Zostałam tylko ja i Niall.

- Najwyższa pora na prezenty. Całkiem o tym zapomniałem.
- Żartujesz? To najlepszy prezent jaki mogłam dostać, wspaniale się z wami bawiłam, dziękuje.- po wypowiedzeniu tych słów pocałowałam Horana w usta.
- Jeżeli tak miałabyś dziękować mi za każdą impreze, będę przygotowywał je dla ciebie codziennie. Cóż, chodź.

°°°
Niall przytargał do mnie worek w którym znajdowały się prezenty dla mnie.

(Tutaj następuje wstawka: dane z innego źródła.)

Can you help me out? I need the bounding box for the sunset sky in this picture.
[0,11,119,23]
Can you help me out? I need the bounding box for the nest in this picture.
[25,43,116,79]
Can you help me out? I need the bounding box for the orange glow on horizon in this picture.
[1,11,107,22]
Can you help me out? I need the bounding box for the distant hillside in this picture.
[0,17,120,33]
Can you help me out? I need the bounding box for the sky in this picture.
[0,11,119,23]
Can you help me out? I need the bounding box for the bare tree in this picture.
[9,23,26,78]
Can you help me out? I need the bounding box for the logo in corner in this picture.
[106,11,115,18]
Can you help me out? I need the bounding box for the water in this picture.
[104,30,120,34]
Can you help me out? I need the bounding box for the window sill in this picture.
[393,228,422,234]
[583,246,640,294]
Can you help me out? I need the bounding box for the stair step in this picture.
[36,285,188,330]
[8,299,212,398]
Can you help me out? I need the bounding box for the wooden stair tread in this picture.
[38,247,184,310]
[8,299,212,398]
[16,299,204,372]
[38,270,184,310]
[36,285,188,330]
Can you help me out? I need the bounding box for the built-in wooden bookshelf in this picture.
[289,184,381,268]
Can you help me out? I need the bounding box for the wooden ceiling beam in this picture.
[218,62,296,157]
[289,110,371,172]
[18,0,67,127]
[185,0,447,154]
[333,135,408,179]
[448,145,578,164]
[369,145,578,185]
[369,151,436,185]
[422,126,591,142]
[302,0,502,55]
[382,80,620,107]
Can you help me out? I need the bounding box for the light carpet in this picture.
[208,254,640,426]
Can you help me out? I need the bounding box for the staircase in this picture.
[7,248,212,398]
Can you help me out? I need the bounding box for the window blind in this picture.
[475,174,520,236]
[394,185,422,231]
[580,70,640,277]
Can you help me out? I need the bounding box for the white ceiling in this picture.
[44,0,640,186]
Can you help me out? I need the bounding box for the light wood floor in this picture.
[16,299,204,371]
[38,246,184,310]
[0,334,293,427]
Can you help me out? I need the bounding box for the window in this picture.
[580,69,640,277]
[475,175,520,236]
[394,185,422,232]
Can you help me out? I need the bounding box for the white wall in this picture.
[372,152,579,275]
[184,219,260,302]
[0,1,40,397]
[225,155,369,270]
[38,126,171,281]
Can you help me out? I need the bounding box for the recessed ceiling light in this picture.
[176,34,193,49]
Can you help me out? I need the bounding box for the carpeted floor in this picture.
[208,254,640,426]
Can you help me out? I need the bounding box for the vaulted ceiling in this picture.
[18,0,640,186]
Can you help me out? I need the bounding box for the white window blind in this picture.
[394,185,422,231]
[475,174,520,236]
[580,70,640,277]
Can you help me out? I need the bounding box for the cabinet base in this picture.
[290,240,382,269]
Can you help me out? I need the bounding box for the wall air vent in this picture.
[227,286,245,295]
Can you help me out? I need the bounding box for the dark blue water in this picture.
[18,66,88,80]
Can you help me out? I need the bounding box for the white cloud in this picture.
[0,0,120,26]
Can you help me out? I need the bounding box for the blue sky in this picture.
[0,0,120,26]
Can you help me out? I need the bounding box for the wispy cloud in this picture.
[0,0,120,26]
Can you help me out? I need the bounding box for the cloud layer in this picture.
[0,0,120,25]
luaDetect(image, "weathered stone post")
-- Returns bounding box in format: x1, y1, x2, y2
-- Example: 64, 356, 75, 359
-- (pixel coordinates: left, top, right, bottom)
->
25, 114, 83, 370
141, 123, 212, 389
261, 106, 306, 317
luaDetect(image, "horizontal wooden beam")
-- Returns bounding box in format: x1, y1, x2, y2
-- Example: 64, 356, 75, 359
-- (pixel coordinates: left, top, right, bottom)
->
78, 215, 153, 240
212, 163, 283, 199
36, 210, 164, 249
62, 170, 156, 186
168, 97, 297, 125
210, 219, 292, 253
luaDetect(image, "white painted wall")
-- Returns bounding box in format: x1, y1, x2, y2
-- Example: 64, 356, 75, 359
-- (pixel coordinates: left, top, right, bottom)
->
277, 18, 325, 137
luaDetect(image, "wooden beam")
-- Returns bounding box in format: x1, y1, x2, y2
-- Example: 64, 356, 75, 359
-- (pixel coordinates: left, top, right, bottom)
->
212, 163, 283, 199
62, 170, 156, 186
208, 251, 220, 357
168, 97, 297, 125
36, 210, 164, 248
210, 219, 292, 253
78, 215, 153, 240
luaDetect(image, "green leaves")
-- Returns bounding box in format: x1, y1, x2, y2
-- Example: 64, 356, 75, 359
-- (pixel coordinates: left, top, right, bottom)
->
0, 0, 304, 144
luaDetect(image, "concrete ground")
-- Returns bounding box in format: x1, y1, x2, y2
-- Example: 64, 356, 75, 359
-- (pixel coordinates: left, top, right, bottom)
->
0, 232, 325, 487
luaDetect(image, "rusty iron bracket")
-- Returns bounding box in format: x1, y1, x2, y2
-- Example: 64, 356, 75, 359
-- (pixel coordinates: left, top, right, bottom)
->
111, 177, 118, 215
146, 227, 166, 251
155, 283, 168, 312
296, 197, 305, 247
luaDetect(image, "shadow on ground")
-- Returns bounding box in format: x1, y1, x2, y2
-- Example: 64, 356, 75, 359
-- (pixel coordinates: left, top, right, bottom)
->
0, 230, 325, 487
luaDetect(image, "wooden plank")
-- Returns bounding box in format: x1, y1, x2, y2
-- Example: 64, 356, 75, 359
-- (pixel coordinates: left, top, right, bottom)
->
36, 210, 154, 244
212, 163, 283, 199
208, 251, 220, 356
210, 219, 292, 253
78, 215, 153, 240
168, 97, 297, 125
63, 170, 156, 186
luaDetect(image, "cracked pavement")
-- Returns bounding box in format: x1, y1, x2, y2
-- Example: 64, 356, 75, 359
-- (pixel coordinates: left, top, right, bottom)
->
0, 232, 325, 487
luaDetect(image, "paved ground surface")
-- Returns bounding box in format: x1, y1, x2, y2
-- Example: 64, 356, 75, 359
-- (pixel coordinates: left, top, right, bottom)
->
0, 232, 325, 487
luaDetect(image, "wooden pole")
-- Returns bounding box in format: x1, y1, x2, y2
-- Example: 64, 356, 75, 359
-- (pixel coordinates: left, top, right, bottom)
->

Od Harrego dostałam kupon do mojego ulubionego sklepu, na co cieszyłam się jak małe dziecko, od Zayna drugą część serduszka przyjaźni i długi list, który przeczytam potem.
Zayn swoją część ma w formie medalika, a ja w formie bransoletki.
Boże, to takie urocze, ja nie mogę wytrzymać już z podniecenia i szczęścia, które mnie dosłownie rozsadza.

Od Liama dostałam kosz słodyczy, od Margo ciuchy i kosmetyki, od Nicka książki o jakich marudziłam już pare lat, od Ericka i Lydii pieniądze a Lou nagrał mi na płycie składanke moich ulubionych piosenek, dołożył do tego air forcy o których marzyłam od bardzo dawna.

Skąd oni wiedzieli, skąd?

To najlepszy dzień w moim życiu.

Niall uciekł z pola mojego widzenia, a gdy wrócił, na głowie miał kokarde.

- Cóż, jestem cały twój.- powiedział ze swoim uśmieszkiem po czym zaczał mnie całować.

Chwilę później wyciągnął długie pudełko również obwiązane kokardą, lecz dalej nie pamiętam już nic, musiałam zasłabnąć.